= Hedyot (rabbinic term) =

Greek loanword used in Hebrew

Hedyot (הדיוט) is a rabbinic term used in Mishnah, Talmud, and Midrash to designate a private, ordinary person. It is based on the Greek 'Iδιότμς.
== Description ==
A hedyot refers to a person who is not among the class of kings, priests, and religious functionaries, as noted in a Talmudic statement "three kings and four hedyoṭot" (Sanhedrin 90a). Other rabbinic statements indicate that the word hedyot may be invoked to refer to a commoner as opposed to "sons of kings" (Numbers Rabbah 8:4); a common priest (kohen) rather than the high priest (Yevamot 59a), and a Samaritan as opposed to a Jew (Sanhedrin 21b). The term also differentiates the human person from God (Ḳiddushin 28b). Hedyot also characterizes an untrained as opposed to a skilled worker (Mo'ed Katan 10a).

In judicial practice, a hedyot is a layperson who serves as a judge, rather than an expert (mumkheh). For example, a single expert can remove the serious sanction of herem (censure) from a sinner, but such a removal would take three people of hedyot status. Likewise, civil matters can be judged by three hedyot (regular) persons, since it is assumed that at least one of them will have sufficient familiarity with the rabbinic law involved.

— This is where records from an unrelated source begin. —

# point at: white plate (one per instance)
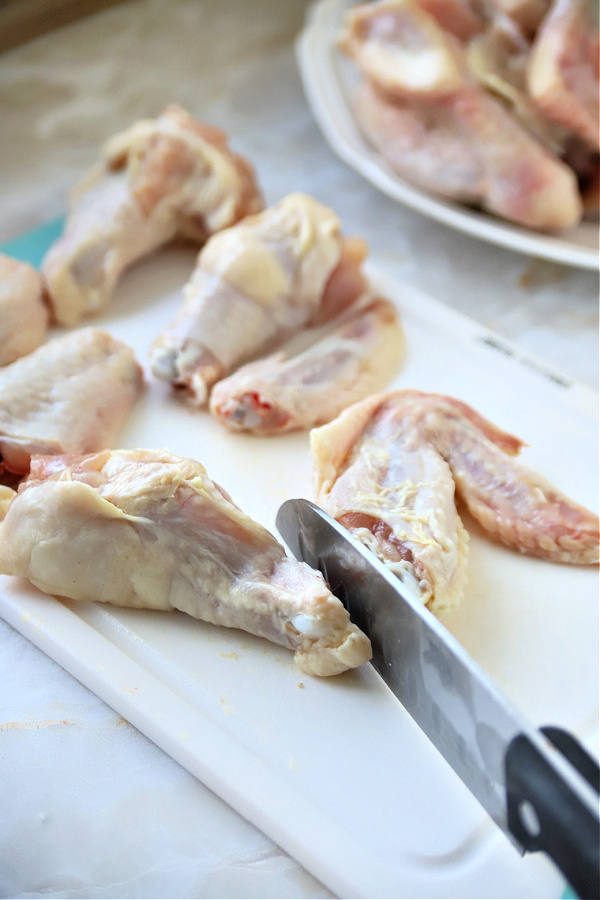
(327, 79)
(334, 770)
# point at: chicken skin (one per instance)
(391, 468)
(562, 72)
(440, 130)
(23, 313)
(161, 179)
(527, 14)
(280, 393)
(147, 529)
(255, 285)
(72, 395)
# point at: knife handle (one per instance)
(546, 813)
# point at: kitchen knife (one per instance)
(540, 786)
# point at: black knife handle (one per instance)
(544, 813)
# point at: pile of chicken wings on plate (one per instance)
(493, 103)
(148, 529)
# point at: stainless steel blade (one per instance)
(450, 697)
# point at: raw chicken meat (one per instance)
(528, 14)
(159, 180)
(388, 469)
(145, 528)
(402, 49)
(255, 285)
(282, 393)
(453, 150)
(72, 395)
(459, 17)
(23, 313)
(563, 68)
(439, 129)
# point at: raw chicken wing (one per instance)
(282, 393)
(254, 285)
(563, 68)
(439, 129)
(528, 14)
(161, 179)
(389, 466)
(147, 529)
(72, 395)
(23, 313)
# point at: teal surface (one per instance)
(31, 246)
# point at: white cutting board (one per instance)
(334, 770)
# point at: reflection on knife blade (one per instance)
(540, 788)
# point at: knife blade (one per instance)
(540, 786)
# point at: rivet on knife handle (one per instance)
(544, 813)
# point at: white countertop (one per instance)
(71, 766)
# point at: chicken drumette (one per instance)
(160, 179)
(145, 528)
(255, 285)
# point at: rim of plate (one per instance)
(326, 92)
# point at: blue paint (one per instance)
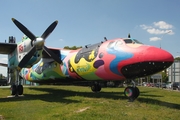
(119, 56)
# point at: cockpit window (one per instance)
(127, 41)
(137, 41)
(132, 41)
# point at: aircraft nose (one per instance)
(148, 62)
(157, 54)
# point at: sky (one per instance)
(84, 22)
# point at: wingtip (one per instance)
(13, 19)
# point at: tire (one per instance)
(129, 92)
(20, 89)
(13, 90)
(136, 92)
(96, 88)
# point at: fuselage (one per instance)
(117, 59)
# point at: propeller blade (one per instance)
(24, 29)
(27, 57)
(48, 31)
(52, 55)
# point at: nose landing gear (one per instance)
(131, 92)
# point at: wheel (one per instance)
(96, 88)
(20, 89)
(136, 92)
(129, 92)
(13, 90)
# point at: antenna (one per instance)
(129, 36)
(105, 38)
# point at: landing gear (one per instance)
(96, 87)
(131, 92)
(16, 87)
(16, 90)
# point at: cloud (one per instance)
(163, 25)
(154, 38)
(159, 31)
(158, 28)
(145, 27)
(61, 40)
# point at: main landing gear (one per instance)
(96, 87)
(16, 87)
(131, 92)
(16, 90)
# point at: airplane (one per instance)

In contemporary debates in Israel over conversions to Judaism, an Orthodox judge objected to the creation of special conversion courts, saying that if any hedyot (ordinary rabbi) can set up a rabbinic court, "it opens a door to total chaos."

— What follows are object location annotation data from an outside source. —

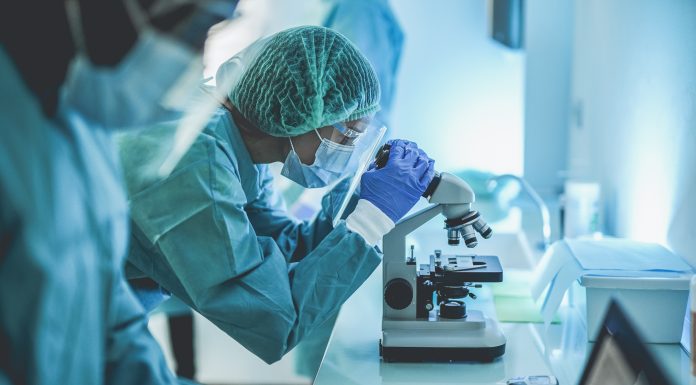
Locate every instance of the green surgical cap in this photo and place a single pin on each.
(305, 78)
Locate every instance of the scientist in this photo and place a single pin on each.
(215, 233)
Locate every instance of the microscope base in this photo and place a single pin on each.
(475, 338)
(417, 354)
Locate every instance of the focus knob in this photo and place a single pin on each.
(398, 293)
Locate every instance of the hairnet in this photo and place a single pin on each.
(301, 79)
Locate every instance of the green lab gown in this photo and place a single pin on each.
(215, 233)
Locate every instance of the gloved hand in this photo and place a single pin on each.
(396, 187)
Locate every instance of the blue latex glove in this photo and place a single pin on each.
(395, 188)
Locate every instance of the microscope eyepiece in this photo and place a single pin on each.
(482, 227)
(469, 236)
(453, 236)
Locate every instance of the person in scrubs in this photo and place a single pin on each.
(215, 232)
(71, 72)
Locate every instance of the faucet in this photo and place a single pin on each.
(543, 209)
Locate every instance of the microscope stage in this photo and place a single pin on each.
(478, 339)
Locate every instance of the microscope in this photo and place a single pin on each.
(424, 313)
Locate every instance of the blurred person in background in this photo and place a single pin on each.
(70, 73)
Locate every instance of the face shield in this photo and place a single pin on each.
(339, 155)
(366, 147)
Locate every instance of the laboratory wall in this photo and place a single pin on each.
(634, 115)
(459, 93)
(548, 50)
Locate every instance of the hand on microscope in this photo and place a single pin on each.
(396, 187)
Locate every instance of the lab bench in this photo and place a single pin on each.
(352, 355)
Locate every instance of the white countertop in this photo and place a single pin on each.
(352, 356)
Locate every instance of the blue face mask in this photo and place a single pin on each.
(331, 163)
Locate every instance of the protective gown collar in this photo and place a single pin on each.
(249, 173)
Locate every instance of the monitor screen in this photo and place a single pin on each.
(619, 357)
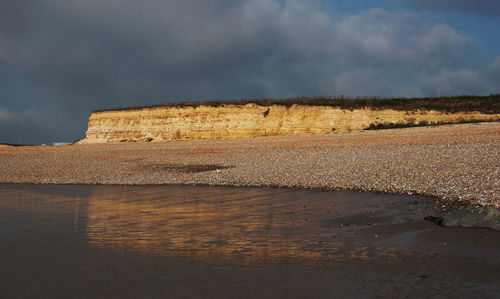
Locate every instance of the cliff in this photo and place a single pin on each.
(235, 120)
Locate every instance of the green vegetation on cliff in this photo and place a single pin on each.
(485, 104)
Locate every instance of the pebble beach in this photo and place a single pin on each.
(451, 163)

Hedyot status has various implications in rabbinic law. For example, a hedyot can make an oral statement to dedicate their property to the Temple, without the usual actions needed to transfer property to another person (Kiddushin 28b–29a).

=== Pejorative usage ===
Hedyot may also have a negative connotation, as when it refers to an ignorant, low character, uncultured, or ill-mannered individual (ha-hedyoṭ ḳofeẓ be-rosh). For example, it is used in the phrase, "the lowest man rushes ahead," about a person who gives his opinion first in the presence of prominent men (Megillah 12b).

=== Popular parlance ===
The word hedyot is also used in the rabbinic law principle, doreshin leshon hedyot, which means that legal documents are interpreted according to popular parlance. This use of popular language stand in contrast to the language of the experts (Bava Metzia 104a). This principle assumes that the parties intend to rely on the usual conditions of a document, such as a contract. In a sense, this principle relies on local custom (minhag). Over the centuries, rabbinic judges applied the principle of doreshin leshon hedyot to interpret cases involving obligations, marriage, property, and other document in halakhah.

=== Other technical terms ===
In rabbinic literature, hedyot is used in other technical terms, including mashal hedyoṭ (a proverb or popular saying) as used frequently in midrash anthologies; sheeṭrei hedyot (private writings, letters, or documents) are opposed to Biblical books (Shabbat 116b); and parah hedyoṭit, which is a cow of common stock that was not trained for plowing (Ruth Rabbah 1:19).

=== Symbolic uses ===
As longstanding jargon in Jewish culture, the term hedyot also lends itself to symbolic use. In 2015, for example, a contemporary rabbi gave a sermon entitled "Hedyot" that recounted the Talmudic story (Berakhot 7a) of God asking the high priest (Yishmael ben Elisha) for a blessing. As God affirmed the blessing, the Talmud "teaches that you should not take the blessing of a hedyot (= 'commoner') lightly." This sermon says that the hedyot story comes at a time, after the destruction of the Temple, after the high priest no longer has an official role, that ordinary Jews can have a mutual relationship with God, nobody is holy in the ancient sense.